The variation related to specific metabolite changes which can consider to be caused by rice gene function was not extracted in the joint variation; however, it can be explained by unique variation in the GC-TOF/MS dataset (supplementary Fig. 1). On the other hand, it is also expected that the variation in the orthogonal component of the FT-NIR spectra can explain the other aspects of the metabotypes in each candidate line. These features enable the application of FT-NIR spectroscopy to the screening of a variety of metabolites.

4 Concluding remarks

We have developed a non-destructive screening method using FT-NIR spectroscopy for the analysis of seeds of rice-Arabidopsis FOX lines. This method is timesaving in that it can be used to detect the metabolite fingerprints of seed material without pretreatment.
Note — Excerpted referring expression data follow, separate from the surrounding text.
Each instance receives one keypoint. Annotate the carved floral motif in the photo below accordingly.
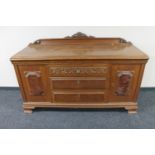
(34, 82)
(124, 80)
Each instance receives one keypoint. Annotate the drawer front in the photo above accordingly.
(79, 83)
(86, 97)
(78, 71)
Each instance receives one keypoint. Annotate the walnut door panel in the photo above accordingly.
(80, 97)
(79, 83)
(124, 81)
(78, 71)
(35, 83)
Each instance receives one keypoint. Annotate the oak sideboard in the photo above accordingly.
(80, 71)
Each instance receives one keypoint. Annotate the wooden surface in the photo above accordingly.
(80, 71)
(68, 49)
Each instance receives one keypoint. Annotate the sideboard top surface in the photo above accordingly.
(77, 48)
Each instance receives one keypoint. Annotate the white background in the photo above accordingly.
(14, 39)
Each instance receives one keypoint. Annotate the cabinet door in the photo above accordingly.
(124, 81)
(35, 83)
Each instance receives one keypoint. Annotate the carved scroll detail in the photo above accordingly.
(34, 83)
(73, 70)
(79, 35)
(124, 80)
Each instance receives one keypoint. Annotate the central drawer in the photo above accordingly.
(79, 82)
(78, 71)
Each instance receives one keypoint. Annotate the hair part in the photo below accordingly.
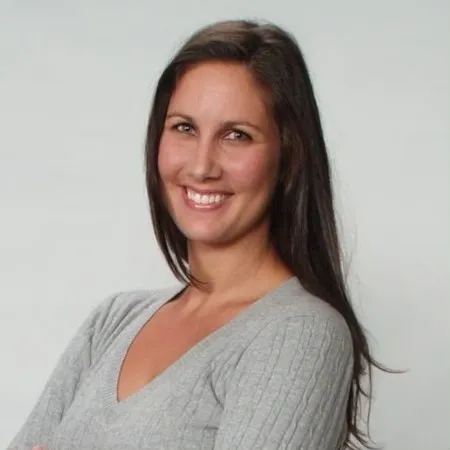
(303, 226)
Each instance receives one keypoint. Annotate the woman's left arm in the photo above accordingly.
(290, 387)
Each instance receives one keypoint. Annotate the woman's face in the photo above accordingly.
(218, 155)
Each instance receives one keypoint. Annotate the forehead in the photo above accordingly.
(219, 88)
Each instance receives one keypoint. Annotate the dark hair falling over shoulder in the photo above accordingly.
(302, 216)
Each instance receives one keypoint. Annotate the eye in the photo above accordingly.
(238, 135)
(184, 127)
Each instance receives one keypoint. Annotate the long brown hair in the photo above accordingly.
(302, 215)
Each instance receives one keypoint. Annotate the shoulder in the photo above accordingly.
(299, 323)
(114, 313)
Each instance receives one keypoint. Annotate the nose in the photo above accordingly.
(203, 161)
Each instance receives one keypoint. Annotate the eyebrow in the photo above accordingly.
(226, 124)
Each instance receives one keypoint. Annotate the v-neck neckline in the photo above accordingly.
(158, 380)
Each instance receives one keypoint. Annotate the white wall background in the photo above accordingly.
(76, 80)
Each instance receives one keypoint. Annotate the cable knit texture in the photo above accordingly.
(277, 376)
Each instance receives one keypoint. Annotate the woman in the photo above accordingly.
(260, 347)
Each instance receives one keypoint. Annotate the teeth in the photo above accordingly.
(204, 199)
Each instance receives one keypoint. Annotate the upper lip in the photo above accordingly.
(204, 191)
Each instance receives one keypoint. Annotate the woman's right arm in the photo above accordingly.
(61, 387)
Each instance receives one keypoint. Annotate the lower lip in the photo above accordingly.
(203, 207)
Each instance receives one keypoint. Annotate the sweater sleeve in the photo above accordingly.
(61, 387)
(290, 387)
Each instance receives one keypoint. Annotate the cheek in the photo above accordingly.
(255, 173)
(170, 159)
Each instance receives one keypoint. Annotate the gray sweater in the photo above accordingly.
(277, 376)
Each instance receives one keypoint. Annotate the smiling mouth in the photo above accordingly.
(201, 200)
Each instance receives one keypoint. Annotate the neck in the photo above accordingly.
(247, 268)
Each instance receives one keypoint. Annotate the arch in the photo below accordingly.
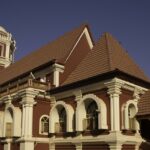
(44, 124)
(129, 111)
(12, 120)
(81, 112)
(54, 116)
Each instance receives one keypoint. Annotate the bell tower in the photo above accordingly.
(7, 48)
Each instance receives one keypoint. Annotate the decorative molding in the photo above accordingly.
(54, 116)
(114, 90)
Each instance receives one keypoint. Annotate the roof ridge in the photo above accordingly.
(108, 50)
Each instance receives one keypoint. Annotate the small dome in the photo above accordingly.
(2, 29)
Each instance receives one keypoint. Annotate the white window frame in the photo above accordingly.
(125, 115)
(2, 51)
(40, 125)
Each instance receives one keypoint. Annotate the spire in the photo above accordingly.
(7, 48)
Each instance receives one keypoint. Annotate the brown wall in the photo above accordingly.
(41, 108)
(144, 146)
(65, 147)
(128, 147)
(105, 97)
(124, 97)
(42, 146)
(95, 146)
(1, 146)
(15, 146)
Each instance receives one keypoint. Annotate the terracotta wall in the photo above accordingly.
(42, 146)
(41, 108)
(128, 147)
(124, 97)
(95, 146)
(1, 146)
(65, 147)
(15, 146)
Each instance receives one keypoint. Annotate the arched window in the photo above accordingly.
(91, 120)
(129, 121)
(9, 123)
(61, 125)
(91, 113)
(61, 118)
(12, 121)
(44, 124)
(131, 116)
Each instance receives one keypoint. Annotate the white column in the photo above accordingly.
(27, 146)
(114, 90)
(51, 146)
(27, 102)
(115, 146)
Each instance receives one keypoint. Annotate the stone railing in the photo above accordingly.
(12, 88)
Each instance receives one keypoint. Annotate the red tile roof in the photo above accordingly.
(107, 55)
(144, 104)
(59, 49)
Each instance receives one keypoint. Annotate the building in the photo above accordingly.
(72, 94)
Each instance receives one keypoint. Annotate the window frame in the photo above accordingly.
(41, 130)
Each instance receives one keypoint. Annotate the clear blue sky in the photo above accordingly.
(34, 23)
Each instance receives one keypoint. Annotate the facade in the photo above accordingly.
(72, 94)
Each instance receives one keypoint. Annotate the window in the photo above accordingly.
(91, 120)
(131, 116)
(2, 50)
(129, 121)
(44, 124)
(9, 129)
(61, 125)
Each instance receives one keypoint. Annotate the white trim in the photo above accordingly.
(81, 112)
(42, 133)
(16, 120)
(54, 117)
(125, 116)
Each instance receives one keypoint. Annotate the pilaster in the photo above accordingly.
(114, 91)
(27, 102)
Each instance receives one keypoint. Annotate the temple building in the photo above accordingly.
(73, 94)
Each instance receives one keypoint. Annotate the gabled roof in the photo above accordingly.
(59, 49)
(107, 55)
(144, 105)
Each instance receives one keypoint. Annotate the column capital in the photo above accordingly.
(7, 99)
(78, 95)
(115, 146)
(114, 86)
(137, 93)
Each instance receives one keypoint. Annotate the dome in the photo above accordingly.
(2, 29)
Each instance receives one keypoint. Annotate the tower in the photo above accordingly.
(7, 48)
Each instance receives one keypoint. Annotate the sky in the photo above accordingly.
(34, 23)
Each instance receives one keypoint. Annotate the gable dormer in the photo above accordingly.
(7, 48)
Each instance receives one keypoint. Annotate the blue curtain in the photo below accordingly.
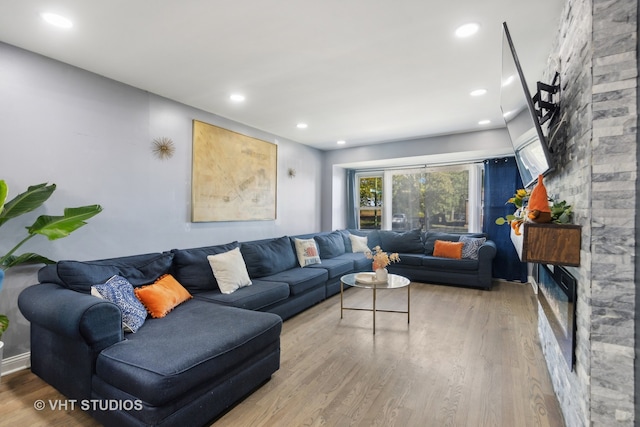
(501, 180)
(352, 220)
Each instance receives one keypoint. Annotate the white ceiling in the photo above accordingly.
(364, 71)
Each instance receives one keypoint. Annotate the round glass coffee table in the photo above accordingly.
(365, 280)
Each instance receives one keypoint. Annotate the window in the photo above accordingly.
(370, 205)
(444, 198)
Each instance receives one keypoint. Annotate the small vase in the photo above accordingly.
(382, 275)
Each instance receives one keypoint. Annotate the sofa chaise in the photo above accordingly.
(207, 349)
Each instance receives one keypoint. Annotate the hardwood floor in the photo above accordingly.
(468, 358)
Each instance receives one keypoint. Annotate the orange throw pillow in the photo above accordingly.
(445, 249)
(163, 296)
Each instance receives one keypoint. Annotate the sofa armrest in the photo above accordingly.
(72, 314)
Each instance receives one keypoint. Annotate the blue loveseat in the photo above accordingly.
(211, 350)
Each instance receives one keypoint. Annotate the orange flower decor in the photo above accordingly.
(539, 210)
(381, 259)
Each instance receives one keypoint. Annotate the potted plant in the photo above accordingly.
(53, 227)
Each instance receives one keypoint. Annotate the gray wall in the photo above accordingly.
(92, 137)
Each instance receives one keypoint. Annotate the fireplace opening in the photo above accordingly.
(557, 296)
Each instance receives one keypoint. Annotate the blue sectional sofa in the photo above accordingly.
(211, 349)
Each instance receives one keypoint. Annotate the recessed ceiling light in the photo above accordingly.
(478, 92)
(467, 30)
(56, 20)
(508, 80)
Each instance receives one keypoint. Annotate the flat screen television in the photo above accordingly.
(529, 143)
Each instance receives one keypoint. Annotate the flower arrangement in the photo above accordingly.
(381, 259)
(560, 212)
(519, 199)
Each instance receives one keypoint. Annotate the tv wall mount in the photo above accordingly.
(543, 100)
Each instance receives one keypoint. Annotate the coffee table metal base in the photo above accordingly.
(395, 282)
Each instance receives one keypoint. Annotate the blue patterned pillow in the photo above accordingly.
(119, 291)
(471, 246)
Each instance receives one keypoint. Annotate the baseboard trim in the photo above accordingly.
(16, 363)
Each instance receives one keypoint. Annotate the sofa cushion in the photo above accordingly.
(300, 279)
(267, 257)
(411, 259)
(162, 362)
(336, 267)
(192, 269)
(359, 260)
(449, 264)
(409, 242)
(330, 245)
(255, 297)
(229, 270)
(81, 275)
(162, 296)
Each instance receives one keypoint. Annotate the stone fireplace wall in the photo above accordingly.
(594, 148)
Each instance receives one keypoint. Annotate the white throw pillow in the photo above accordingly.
(358, 243)
(307, 252)
(229, 270)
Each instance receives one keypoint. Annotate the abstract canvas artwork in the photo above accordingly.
(234, 176)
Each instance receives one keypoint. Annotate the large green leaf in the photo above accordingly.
(56, 227)
(4, 190)
(25, 202)
(27, 258)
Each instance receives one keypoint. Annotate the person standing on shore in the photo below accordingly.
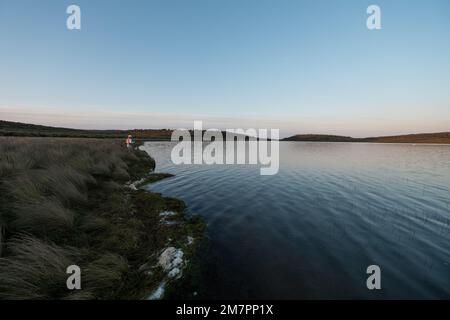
(129, 141)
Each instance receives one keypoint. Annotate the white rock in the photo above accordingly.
(175, 272)
(158, 293)
(167, 213)
(171, 258)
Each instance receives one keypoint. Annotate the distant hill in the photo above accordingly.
(440, 137)
(19, 129)
(8, 128)
(319, 137)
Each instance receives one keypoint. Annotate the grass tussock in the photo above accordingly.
(64, 202)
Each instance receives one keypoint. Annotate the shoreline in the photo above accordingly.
(70, 202)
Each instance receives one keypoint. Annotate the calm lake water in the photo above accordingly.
(312, 230)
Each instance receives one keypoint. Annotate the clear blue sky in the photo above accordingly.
(301, 66)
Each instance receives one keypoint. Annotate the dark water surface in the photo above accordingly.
(332, 210)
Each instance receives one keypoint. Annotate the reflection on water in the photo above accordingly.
(332, 210)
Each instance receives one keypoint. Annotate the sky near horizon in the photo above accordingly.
(300, 66)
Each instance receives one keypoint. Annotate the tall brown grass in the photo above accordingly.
(51, 190)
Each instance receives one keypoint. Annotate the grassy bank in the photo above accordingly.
(68, 202)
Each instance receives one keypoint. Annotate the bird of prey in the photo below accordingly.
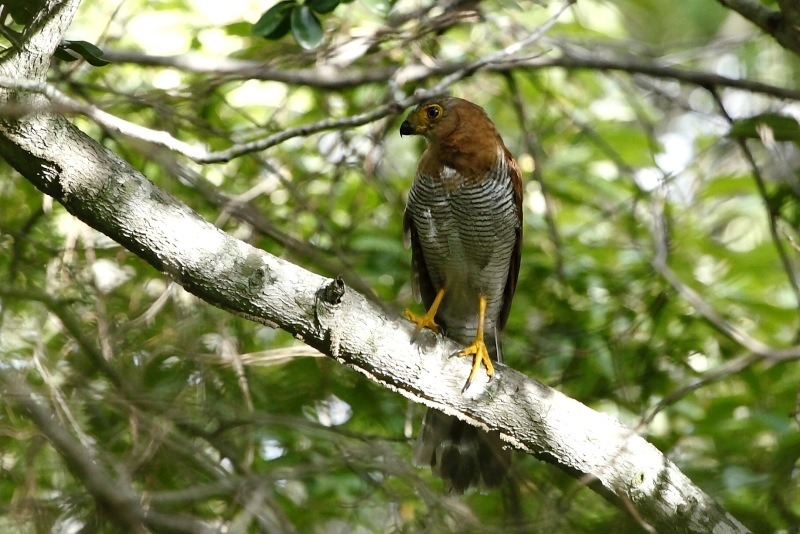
(463, 222)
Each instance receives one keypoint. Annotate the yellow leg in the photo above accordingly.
(478, 347)
(427, 319)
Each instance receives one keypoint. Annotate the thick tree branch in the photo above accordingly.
(98, 187)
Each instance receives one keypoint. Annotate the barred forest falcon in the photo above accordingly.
(463, 222)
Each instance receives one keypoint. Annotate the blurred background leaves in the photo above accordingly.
(218, 413)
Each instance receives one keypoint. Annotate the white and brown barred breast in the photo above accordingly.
(467, 232)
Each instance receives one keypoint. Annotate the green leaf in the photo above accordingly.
(306, 27)
(65, 55)
(22, 11)
(275, 23)
(88, 51)
(783, 128)
(322, 6)
(379, 6)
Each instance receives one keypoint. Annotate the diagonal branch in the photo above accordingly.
(781, 25)
(106, 193)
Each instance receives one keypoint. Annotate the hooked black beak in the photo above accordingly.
(406, 128)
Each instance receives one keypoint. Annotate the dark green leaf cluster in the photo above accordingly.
(300, 18)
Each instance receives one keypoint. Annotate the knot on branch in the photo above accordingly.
(329, 297)
(333, 292)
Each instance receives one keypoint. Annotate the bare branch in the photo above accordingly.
(772, 212)
(761, 350)
(113, 495)
(782, 25)
(344, 325)
(334, 78)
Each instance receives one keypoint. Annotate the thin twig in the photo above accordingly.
(771, 211)
(202, 155)
(532, 144)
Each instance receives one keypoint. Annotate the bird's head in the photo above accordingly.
(445, 119)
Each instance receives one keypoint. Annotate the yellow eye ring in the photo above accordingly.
(433, 111)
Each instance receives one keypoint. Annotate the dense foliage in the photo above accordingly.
(659, 275)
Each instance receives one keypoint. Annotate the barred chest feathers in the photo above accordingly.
(467, 230)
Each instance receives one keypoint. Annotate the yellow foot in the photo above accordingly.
(424, 321)
(481, 354)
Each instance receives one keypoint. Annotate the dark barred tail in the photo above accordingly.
(462, 455)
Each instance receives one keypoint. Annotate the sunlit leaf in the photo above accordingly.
(88, 51)
(322, 6)
(306, 28)
(275, 22)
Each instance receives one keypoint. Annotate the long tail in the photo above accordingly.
(462, 455)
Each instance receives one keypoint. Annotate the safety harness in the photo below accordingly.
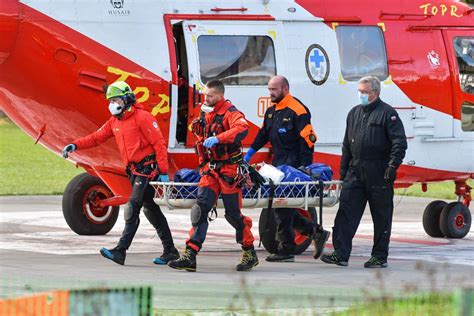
(220, 154)
(136, 168)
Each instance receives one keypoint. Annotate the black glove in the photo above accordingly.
(390, 173)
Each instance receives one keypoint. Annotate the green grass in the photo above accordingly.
(433, 304)
(29, 169)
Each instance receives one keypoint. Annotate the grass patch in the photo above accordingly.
(29, 169)
(433, 304)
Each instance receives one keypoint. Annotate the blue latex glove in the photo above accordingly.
(211, 141)
(163, 178)
(68, 149)
(249, 154)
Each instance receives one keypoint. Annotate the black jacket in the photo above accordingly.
(287, 125)
(374, 139)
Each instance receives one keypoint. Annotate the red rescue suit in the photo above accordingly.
(219, 175)
(141, 143)
(137, 135)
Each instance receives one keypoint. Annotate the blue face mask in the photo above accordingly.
(363, 98)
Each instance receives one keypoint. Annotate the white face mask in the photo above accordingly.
(363, 98)
(115, 108)
(206, 108)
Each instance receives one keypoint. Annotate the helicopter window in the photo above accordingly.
(464, 48)
(237, 59)
(362, 52)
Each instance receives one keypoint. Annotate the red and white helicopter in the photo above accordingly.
(56, 57)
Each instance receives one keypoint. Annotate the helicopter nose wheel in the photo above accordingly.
(451, 220)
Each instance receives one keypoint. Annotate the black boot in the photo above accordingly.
(320, 236)
(249, 260)
(167, 256)
(186, 262)
(116, 254)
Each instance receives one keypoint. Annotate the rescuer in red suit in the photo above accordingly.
(220, 130)
(143, 151)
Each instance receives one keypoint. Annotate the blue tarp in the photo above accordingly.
(315, 171)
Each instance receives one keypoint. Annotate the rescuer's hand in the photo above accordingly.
(390, 173)
(163, 178)
(211, 141)
(249, 154)
(68, 149)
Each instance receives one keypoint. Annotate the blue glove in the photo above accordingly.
(211, 141)
(163, 178)
(249, 154)
(68, 149)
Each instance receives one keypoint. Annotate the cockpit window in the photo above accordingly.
(236, 59)
(362, 52)
(464, 48)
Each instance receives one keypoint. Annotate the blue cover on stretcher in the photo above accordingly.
(186, 175)
(315, 171)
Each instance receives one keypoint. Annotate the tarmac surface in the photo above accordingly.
(39, 252)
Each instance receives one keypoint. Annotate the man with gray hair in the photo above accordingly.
(373, 148)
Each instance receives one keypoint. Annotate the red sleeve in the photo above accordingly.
(152, 133)
(238, 128)
(96, 138)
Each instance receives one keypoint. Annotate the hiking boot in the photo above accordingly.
(276, 257)
(320, 237)
(249, 260)
(116, 254)
(186, 262)
(375, 262)
(167, 256)
(334, 259)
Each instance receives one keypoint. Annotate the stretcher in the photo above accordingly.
(179, 195)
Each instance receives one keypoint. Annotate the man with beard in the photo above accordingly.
(287, 125)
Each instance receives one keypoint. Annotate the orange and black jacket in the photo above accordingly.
(287, 125)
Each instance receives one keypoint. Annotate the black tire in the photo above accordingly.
(431, 217)
(267, 232)
(455, 220)
(81, 215)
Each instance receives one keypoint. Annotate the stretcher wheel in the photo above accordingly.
(268, 231)
(455, 220)
(431, 217)
(80, 208)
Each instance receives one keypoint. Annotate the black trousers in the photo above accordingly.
(288, 219)
(142, 195)
(354, 197)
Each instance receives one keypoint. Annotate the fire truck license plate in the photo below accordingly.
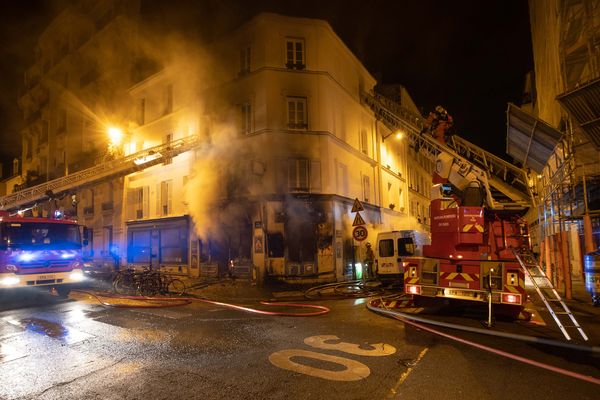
(459, 293)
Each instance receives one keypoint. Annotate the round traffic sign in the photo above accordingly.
(360, 233)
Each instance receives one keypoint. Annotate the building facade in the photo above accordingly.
(285, 146)
(563, 147)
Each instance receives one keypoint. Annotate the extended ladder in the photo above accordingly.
(107, 170)
(501, 176)
(544, 288)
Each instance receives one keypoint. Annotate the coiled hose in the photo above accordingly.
(164, 302)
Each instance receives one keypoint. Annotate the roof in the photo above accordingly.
(583, 104)
(529, 140)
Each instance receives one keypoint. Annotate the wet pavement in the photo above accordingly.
(75, 348)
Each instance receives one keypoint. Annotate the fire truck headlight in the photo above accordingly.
(11, 268)
(9, 281)
(26, 256)
(77, 276)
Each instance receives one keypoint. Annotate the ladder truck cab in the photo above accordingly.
(473, 239)
(392, 246)
(40, 252)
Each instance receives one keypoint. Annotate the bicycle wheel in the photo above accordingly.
(176, 287)
(122, 284)
(150, 285)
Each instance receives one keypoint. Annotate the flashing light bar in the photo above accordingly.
(511, 298)
(77, 276)
(413, 289)
(9, 281)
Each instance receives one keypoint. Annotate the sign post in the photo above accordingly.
(359, 233)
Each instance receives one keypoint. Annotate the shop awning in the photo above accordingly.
(529, 140)
(583, 104)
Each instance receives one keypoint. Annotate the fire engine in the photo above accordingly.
(40, 252)
(473, 237)
(477, 206)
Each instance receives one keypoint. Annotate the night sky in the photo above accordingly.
(469, 56)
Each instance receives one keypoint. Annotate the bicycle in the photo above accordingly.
(132, 282)
(171, 285)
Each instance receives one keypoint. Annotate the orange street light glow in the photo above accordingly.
(115, 135)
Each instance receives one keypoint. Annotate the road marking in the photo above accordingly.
(405, 374)
(164, 313)
(353, 371)
(319, 342)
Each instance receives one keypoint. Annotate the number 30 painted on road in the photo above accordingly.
(354, 370)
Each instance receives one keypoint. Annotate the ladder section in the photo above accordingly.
(511, 180)
(107, 170)
(394, 116)
(559, 311)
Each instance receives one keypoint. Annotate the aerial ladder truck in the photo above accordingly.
(48, 251)
(480, 247)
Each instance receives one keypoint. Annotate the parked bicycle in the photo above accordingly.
(147, 282)
(134, 282)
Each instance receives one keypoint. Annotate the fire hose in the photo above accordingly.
(164, 302)
(419, 323)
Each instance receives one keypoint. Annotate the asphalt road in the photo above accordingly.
(52, 348)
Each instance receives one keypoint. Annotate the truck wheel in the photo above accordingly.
(63, 291)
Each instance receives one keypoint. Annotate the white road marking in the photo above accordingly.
(319, 342)
(354, 370)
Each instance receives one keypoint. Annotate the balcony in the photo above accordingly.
(108, 206)
(298, 65)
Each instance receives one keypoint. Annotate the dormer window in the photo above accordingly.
(245, 57)
(294, 49)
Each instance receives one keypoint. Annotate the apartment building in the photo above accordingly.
(285, 146)
(84, 62)
(555, 133)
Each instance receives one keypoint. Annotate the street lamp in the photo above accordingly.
(115, 138)
(115, 135)
(399, 134)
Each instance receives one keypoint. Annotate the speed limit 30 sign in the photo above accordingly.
(360, 233)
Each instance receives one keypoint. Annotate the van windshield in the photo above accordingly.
(406, 247)
(386, 248)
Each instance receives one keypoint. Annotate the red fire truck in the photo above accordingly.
(473, 239)
(40, 252)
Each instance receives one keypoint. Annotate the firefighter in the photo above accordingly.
(369, 261)
(438, 124)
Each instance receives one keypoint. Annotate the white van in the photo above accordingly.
(392, 246)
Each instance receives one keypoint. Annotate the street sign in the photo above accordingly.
(358, 220)
(357, 206)
(360, 233)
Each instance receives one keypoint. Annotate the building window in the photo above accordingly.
(366, 188)
(165, 198)
(61, 124)
(246, 118)
(138, 202)
(142, 112)
(45, 132)
(297, 115)
(304, 175)
(28, 148)
(168, 99)
(294, 51)
(364, 141)
(167, 139)
(245, 60)
(107, 241)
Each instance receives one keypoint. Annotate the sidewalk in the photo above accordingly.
(243, 290)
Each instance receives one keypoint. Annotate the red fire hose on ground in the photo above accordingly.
(411, 320)
(164, 302)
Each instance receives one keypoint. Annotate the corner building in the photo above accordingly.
(284, 147)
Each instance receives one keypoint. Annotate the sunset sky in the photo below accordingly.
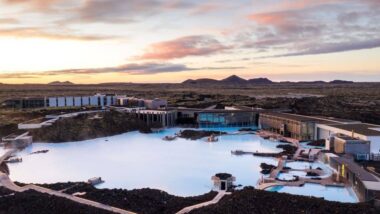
(94, 41)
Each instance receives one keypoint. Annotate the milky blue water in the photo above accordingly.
(134, 160)
(328, 193)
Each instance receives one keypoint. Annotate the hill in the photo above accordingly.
(341, 82)
(61, 83)
(231, 80)
(260, 81)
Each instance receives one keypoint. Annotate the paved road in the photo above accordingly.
(215, 200)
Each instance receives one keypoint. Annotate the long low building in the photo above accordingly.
(366, 185)
(362, 132)
(227, 117)
(341, 136)
(299, 127)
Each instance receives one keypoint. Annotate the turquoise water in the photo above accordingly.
(134, 160)
(329, 193)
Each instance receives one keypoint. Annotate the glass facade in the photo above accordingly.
(225, 119)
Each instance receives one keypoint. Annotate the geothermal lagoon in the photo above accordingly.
(180, 167)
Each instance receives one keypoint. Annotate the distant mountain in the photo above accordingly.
(233, 79)
(313, 82)
(341, 82)
(61, 83)
(200, 81)
(260, 81)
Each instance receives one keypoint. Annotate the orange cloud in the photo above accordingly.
(183, 47)
(39, 33)
(37, 4)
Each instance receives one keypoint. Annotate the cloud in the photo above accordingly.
(8, 21)
(131, 68)
(39, 5)
(334, 48)
(30, 32)
(200, 45)
(314, 27)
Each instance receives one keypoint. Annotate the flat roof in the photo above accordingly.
(316, 119)
(372, 185)
(214, 110)
(359, 128)
(300, 118)
(361, 173)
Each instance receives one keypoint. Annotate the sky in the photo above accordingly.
(151, 41)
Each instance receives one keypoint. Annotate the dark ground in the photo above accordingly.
(148, 201)
(84, 127)
(243, 201)
(33, 202)
(249, 201)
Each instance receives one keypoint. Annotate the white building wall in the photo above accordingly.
(375, 144)
(69, 101)
(108, 100)
(78, 101)
(52, 102)
(61, 101)
(85, 101)
(94, 101)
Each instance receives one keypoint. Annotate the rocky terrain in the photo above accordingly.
(247, 200)
(33, 202)
(89, 126)
(198, 134)
(138, 200)
(251, 201)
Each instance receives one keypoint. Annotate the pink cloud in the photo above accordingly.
(183, 47)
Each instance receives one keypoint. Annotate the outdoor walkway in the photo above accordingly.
(215, 200)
A simple and rapid method is required for the screening of rice-Arabidopsis FOX lines; thus, FT-NIR spectroscopy was suitable for this research. Moreover, OPLS-DA based on the GC-TOF/MS dataset revealed the changes in metabolite profiles in greater detail. In addition, the O2PLS methodology provided additional information about predictive metabolites in the FT-NIR analysis. The advantage of FT-NIR spectroscopy is that it can be used to detect the composition of a variety of metabolites. FT-NIR spectroscopy combined with chemometrics can be used for large-scale screening of gain-of-function mutant resources. Moreover, this technology will be effective in the analysis of useful plant gene functions using loss-of-function mutants such as knock-out (TILLING or insertion mutation) or knock-down (RNAi) resources.